Lifestyles Of The Oldest Living People In America
Talking about longevity with the oldest people in America.
Every day, the media provides the American public with opportunities to say, “Happy Birthday” to the oldest people in America. Some of these oldest Americans are more than 112 years old. These are known as “super-centenarians.” For example, in 1999, Sarah Knauss died at the age of 119 years and 97 days; she is the oldest lived American in history according to the Guinness Book of World Records for that year.
Often, super-centenarians are asked, “What is your secret to your longevity?” The answer falls into several categories. These include:
. A healthy diet
. Exercise in their daily course of activities
. No tobacco or alcohol
. Less meat and a diet that is low in carbohydrates
One other possibility to add to a healthy way of living is that these super-centenarians all seemed to have a similar low key demeanor where stress was managed more efficiently and with less focus on “feeling stressed out.”
A Healthy Diet — For a Longer Life
Since the dawn of time, a healthy diet has proven to be a great aid to living longer. In earlier societies where food supplies were high in carbohydrates, fats, sugar and salt, life spans were limited.

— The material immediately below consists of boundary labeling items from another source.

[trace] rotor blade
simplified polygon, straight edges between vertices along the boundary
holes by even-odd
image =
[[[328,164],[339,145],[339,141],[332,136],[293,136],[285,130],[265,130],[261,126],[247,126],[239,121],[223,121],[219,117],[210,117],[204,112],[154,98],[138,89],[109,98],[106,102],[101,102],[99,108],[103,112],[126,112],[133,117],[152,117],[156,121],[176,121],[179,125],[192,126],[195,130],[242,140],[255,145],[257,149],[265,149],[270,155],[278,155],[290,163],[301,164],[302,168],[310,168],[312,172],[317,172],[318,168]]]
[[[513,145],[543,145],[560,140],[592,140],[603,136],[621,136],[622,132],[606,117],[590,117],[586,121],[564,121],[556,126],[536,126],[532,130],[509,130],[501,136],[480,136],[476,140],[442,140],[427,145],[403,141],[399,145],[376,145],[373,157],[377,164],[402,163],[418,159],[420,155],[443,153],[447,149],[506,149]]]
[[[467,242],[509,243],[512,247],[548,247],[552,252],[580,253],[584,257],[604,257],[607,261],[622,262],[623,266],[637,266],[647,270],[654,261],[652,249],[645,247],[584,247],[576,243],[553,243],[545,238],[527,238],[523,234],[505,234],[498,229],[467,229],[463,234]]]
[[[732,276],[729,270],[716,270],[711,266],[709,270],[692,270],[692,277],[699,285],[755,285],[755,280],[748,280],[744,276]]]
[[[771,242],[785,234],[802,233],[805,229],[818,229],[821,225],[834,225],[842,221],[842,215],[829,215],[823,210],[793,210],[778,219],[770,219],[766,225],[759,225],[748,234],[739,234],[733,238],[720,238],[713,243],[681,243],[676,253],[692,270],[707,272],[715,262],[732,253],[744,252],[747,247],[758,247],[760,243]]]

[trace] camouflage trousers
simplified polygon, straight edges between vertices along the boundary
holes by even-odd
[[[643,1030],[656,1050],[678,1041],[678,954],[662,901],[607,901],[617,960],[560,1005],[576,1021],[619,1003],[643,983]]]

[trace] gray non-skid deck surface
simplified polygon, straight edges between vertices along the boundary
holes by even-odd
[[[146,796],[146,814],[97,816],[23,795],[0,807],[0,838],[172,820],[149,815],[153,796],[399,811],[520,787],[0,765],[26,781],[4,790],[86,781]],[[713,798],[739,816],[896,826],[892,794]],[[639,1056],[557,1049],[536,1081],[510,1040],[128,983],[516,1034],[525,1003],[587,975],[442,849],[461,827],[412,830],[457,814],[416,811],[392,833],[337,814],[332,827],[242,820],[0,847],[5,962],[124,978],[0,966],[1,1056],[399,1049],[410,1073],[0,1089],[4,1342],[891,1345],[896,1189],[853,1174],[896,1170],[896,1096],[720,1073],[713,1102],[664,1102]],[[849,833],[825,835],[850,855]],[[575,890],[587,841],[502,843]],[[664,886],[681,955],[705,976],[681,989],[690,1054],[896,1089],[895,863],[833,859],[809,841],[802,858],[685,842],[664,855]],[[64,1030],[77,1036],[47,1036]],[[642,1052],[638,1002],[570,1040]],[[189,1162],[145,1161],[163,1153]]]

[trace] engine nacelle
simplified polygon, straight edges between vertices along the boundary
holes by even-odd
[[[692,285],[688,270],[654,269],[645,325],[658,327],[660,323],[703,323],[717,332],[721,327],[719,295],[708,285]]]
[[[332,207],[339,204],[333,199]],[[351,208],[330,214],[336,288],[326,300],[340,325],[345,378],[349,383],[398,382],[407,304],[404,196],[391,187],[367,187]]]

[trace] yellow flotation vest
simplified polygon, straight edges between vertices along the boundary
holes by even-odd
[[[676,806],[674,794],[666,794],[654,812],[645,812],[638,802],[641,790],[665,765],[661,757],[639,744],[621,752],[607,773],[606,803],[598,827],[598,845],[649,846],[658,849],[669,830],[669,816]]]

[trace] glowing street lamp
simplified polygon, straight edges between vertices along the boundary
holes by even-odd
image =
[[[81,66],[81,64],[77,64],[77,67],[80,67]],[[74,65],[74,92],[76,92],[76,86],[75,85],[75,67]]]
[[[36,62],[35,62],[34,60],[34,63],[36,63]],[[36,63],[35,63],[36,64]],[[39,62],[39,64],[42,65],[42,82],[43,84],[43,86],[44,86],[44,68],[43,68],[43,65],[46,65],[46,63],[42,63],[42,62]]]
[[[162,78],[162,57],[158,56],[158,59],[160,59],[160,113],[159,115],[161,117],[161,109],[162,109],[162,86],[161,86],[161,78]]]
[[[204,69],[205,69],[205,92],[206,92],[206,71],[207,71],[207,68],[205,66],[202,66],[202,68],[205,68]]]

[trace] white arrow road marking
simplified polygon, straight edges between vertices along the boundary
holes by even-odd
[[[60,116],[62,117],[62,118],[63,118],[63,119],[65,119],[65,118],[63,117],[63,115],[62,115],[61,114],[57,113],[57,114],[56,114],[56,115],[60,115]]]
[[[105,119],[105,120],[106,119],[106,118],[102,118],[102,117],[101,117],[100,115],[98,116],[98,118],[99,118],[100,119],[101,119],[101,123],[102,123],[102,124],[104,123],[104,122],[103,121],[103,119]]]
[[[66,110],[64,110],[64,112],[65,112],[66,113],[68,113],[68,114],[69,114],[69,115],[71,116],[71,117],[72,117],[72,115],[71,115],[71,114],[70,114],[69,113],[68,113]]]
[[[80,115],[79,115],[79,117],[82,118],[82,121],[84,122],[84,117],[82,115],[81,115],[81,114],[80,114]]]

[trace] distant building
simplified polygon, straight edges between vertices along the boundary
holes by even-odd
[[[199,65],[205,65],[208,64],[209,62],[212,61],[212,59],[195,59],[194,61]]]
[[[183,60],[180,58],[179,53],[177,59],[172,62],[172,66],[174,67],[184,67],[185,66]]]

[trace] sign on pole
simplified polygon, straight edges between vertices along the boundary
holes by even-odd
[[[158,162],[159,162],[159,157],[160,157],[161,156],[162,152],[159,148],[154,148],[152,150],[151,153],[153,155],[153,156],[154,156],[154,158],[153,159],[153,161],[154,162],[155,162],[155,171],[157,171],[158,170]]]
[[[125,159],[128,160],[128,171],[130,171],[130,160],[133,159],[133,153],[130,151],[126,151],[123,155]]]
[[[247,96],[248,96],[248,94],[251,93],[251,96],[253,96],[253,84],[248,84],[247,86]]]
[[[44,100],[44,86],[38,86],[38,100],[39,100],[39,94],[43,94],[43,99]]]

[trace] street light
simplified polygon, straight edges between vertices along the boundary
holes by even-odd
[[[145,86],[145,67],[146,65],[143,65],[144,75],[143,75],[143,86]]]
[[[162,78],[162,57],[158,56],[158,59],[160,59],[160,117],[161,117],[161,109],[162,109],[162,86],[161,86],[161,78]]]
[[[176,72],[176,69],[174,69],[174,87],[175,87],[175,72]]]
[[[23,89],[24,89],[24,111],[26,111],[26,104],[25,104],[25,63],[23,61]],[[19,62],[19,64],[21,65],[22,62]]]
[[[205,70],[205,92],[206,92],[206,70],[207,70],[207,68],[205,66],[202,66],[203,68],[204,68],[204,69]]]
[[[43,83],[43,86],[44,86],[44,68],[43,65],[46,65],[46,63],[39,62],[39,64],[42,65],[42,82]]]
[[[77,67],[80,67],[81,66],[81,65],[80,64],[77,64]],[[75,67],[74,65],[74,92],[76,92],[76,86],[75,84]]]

Low carbs can reduce the onset of certain types of congenital illnesses such as diabetes, high cholesterol and high blood pressure. In cultures where red meat, potatoes, bread, rice and pasta are mainstays of the diet, not only do these foods encourage diabetes, but they also increase the potential for stroke and heart disease. With a low carbs regimen, the focus is on raw vegetables, lean meats eaten sparingly, fresh fruits, gardening and grain products.
The oldest people in America ate less meat because during war time it was rationed or there may have been less meat due to less availability. The oldest people in America understood the secret to long life was balance between their daily activities and a healthful diet.
Exercise in the Daily Course of Activities
One mitigating factor in the rampant increase in obesity among the young and middle aged in America today has to do with creature comforts and “convenience.” The oldest people in America chopped wood, used washboards to do laundry and many built their own homes by hand.
Looking back at our own elderly relatives’ lives reveals a lack of creature comforts such as central heating and air conditioning, household appliances like washers, dryers, dishwashers and gas or electric stoves. They got much of their exercise filling wood bins to keep their homes warm or to cook meals.
No Alcohol and No Tobacco
Many super-centenarians say they believe living a “no alcohol and no tobacco” lifestyle contributed to their longevity. They may have known something many today seem to ignore. Alcohol is a chemical that affects the organs of the body, just as tobacco affects the lungs and eventually the entire body.
The Oldest People and Spirituality
All humans have a need to believe in something they consider higher than their fallible selves. The oldest people in America were keenly attuned to spirituality as a way of sustaining their faith and their long lives.